# Buffers and dataflow

This page describes the dataflow in Perfetto when recording traces. It describes
all the buffering stages, explains how to size the buffers and how to debug
data losses.

## Concepts

Tracing in Perfetto is an asynchronous multiple-writer single-reader pipeline.
In many senses, its architecture is very similar to modern GPUs' command
buffers.

The design principles of the tracing dataflow are:

* The tracing fastpath is based on direct writes into a shared memory buffer.
* Highly optimized for low-overhead writing. NOT optimized for low-latency
  reading.
* Trace data is eventually committed in the central trace buffer by the end
  of the trace or when explicit flush requests are issued via the IPC channel.
* Producers are untrusted and should not be able to see each-other's trace data,
  as that would leak sensitive information.

In the general case, there are two types buffers involved in a trace. When
pulling data from the Linux kernel's ftrace infrastructure, there is a third
stage of buffering (one per-CPU) involved:

![Buffers](/docs/images/buffers.png)

#### Tracing service's central buffers

These buffers (yellow, in the picture above) are defined by the user in the
`buffers` section of the [trace config](config.md). In the most simple cases,
one tracing session = one buffer, regardless of the number of data sources and
producers.

This is the place where the tracing data is ultimately kept, while in memory,
whether it comes from the kernel ftrace infrastructure, from some other data
source in `traced_probes` or from another userspace process using the
[Perfetto SDK](/docs/instrumentation/tracing-sdk.md).
At the end of the trace (or during, if in [streaming mode]) these buffers are
written into the output trace file.

These buffers can contain a mixture of trace packets coming from different data
sources and even different producer processes. What-goes-where is defined in the
[buffers mapping section](config.md#dynamic-buffer-mapping) of the trace config.
Because of this, the tracing buffers are not shared across processes, to avoid
cross-talking and information leaking across producer processes.

#### Shared memory buffers

Each producer process has one memory buffer shared 1:1 with the tracing service
(blue, in the picture above), regardless of the number of data sources it hosts.
This buffer is a temporary staging buffer and has two purposes:

1. Zero-copy on the writer path. This buffer allows direct serialization of the
   tracing data from the writer fastpath in a memory region directly readable by
   the tracing service.

2. Decoupling writes from reads of the tracing service. The tracing service has
   the job of moving trace packets from the shared memory buffer (blue) into the
   central buffer (yellow) as fast as it can.
   The shared memory buffer hides the scheduling and response latencies of the
   tracing service, allowing the producer to keep writing without losing data
   when the tracing service is temporarily blocked.

#### Ftrace buffer

When the `linux.ftrace` data source is enabled, the kernel will have its own
per-CPU buffers. These are unavoidable because the kernel cannot write directly
into user-space buffers. The `traced_probes` process will periodically read
those buffers, convert the data into binary protos and follow the same dataflow
of userspace tracing. These buffers need to be just large enough to hold data
between two frace read cycles (`TraceConfig.FtraceConfig.drain_period_ms`).

## Life of a trace packet

Here is a summary to understand the dataflow of trace packets across buffers.
Consider the case of a producer process hosting two data sources writing packets
at a different rates, both targeting the same central buffer.

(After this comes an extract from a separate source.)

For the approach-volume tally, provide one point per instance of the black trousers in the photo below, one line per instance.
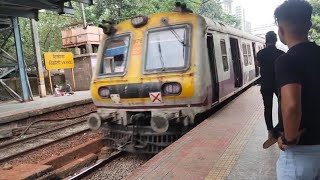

1. When each data source starts writing, it will grab a free page of the shared
   memory buffer and directly serialize proto-encoded tracing data onto it.

2. When a page of the shared memory buffer is filled, the producer will send an
   async IPC to the service, asking it to copy the shared memory page just
   written. Then, the producer will grab the next free page in the shared memory
   buffer and keep writing.

3. When the service receives the IPC, it copies the shared memory page into
   the central buffer and marks the shared memory buffer page as free again. Data
   sources within the producer are able to reuse that page at this point.

4. When the tracing session ends, the service sends a `Flush` request to all
   data sources. In reaction to this, data sources will commit all outstanding
   shared memory pages, even if not completely full. The services copies these
   pages into the service's central buffer.

![Dataflow animation](/docs/images/dataflow.svg)

## Buffer sizing

#### Central buffer sizing

The math for sizing the central buffer is quite straightforward: in the default
case of tracing without `write_into_file` (when the trace file is written only
at the end of the trace), the buffer will hold as much data as it has been
written by the various data sources.

The total length of the trace will be `(buffer size) / (aggregated write rate)`.
If all producers write at a combined rate of 2 MB/s, a 16 MB buffer will hold
~ 8 seconds of tracing data.

The write rate is highly dependent on the data sources configured and by the
activity of the system. 1-2 MB/s is a typical figure on Android traces with
scheduler tracing, but can go up easily by 1+ orders of magnitude if chattier
data sources are enabled (e.g., syscall or pagefault tracing).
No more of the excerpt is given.